Wright ha scelto di congedarsi con un messaggio sobrio, ringraziando colleghi, partner e collaboratori per il percorso condiviso. Nel suo post ha scritto di lasciare "con un'immensa gratitudine per l'avventura di una vita", aggiungendo una nota personale su ciò che la attende: scoprire cosa si nasconde nello spazio tra i "splendidi albe e tramonti" che spera di vedere.

Il 2026 si sta configurando come l'anno dei grandi stravolgimenti organizzativi per la divisione gaming di Microsoft. La partenza di Spencer, che ha guidato Xbox per dodici anni dopo 38 anni totali in azienda, ha segnato la fine di un'era. Con lui se ne andavano i progetti che hanno ridefinito la strategia del marchio: il Game Pass, la retrocompatibilità, l'acquisizione miliardaria di Activision Blizzard per 69 miliardi di dollari.

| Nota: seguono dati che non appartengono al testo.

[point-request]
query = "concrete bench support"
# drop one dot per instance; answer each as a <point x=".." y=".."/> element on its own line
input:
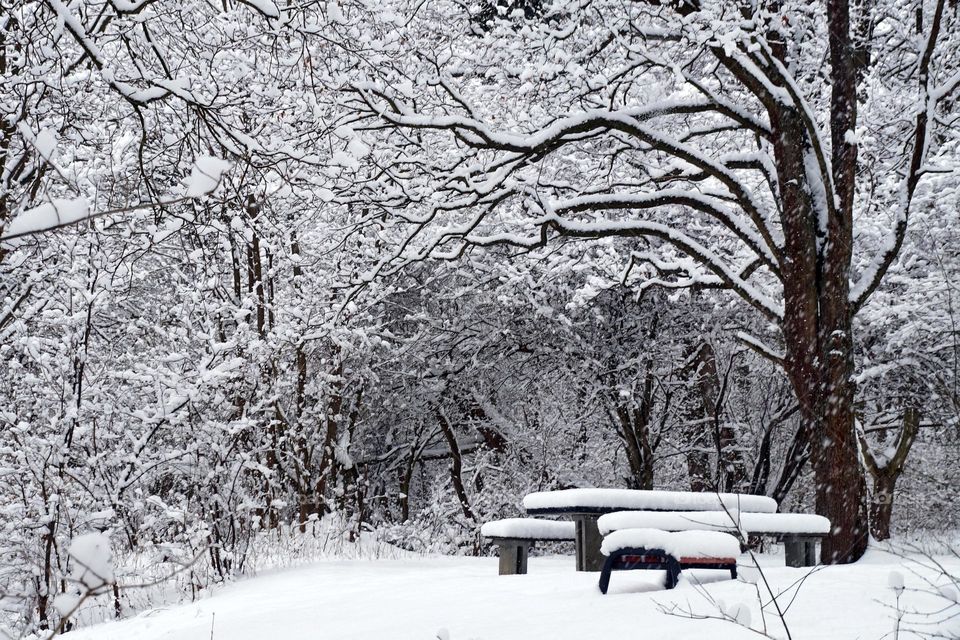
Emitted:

A Spencer è subentrata Asha Sharma, precedentemente a capo della divisione CoreAI, mentre Matt Booty è stato promosso a Chief Content Officer con responsabilità ampliate nella supervisione degli studi first-party. La nuova leadership ha già confermato che Project Helix rimane il nome in codice della prossima generazione di console, mantenendo al centro della strategia il pubblico storico di Xbox.

La successione di Wright non è ancora stata ufficializzata pubblicamente, ma la sua uscita rappresenta un ulteriore elemento di discontinuità in un momento cruciale per la piattaforma. Spencer continuerà come consulente fino all'estate per garantire una transizione ordinata, ma è evidente che Microsoft sta tracciando una nuova direzione. Sharma e il suo team dovranno dimostrare di essere all'altezza della sfida: gestire un ecosistema che comprende circa 40 studi di sviluppo e navigare le strategie su console, PC e cloud in un periodo di profonda trasformazione del settore.